Hackers: The American company SolarWinds, a provider of monitoring and IT management tools for large companies and also for the US government, announced on Tuesday (13) the release of a security update to fix a zero-day vulnerability in servers of the type FTP Serv-U, which allow the exchange of files between computers when remote access (SSH) is turned on.
The patch’s release came shortly after Microsoft announced that a group of hackers, supposedly operating from China, were exploiting the SolarWinds product bug to break into major software companies and even the US Department of Defense.
Microsoft provided the proof-of-concept (POC) to SolarWinds on Monday night, demonstrating how hackers were exploiting the vulnerability. When successful, cybercriminals are able to install programs, view, alter or delete data from hacked systems. SolarWinds has no idea how many customers have been affected.

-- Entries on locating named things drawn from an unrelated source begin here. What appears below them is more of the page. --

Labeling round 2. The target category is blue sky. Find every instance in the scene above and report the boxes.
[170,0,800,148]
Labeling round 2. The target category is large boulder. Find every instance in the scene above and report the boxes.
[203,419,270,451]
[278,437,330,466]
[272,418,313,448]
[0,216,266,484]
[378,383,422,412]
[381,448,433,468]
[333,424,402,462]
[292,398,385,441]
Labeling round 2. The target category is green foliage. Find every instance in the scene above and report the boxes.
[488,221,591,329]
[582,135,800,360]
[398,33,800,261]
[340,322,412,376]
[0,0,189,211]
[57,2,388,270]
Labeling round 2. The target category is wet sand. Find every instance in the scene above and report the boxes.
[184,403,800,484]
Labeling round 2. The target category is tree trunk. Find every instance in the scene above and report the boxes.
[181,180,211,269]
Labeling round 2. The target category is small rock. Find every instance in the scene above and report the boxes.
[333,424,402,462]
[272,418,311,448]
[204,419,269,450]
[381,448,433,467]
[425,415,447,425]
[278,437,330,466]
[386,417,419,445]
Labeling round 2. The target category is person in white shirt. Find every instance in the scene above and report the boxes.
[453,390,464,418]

Who are the hackers who are exploiting the SolarWinds flaw?
Microsoft became aware of the attacks after Microsoft 365 Defender telemetry revealed the execution of a seemingly harmless Serv-U process, spawning abnormal malicious processes. According to the company’s experts, it is very likely that those responsible for the attack are a hacker group based in China, tracked with the code name “DEV-0322”.
In a post posted on the Microsoft Threat Intelligence Center (MSTIC) blog, the Windows owner’s analysts explained that the alleged Chinese group “was observed using commercial VPN solutions and compromised consumer routers during their attack infrastructure.”
Details of the hack can be seen directly in the MSTIC description posted on the Microsoft blog. It is also worth remembering that SolarWinds was already involved in another serious cyber attack recently.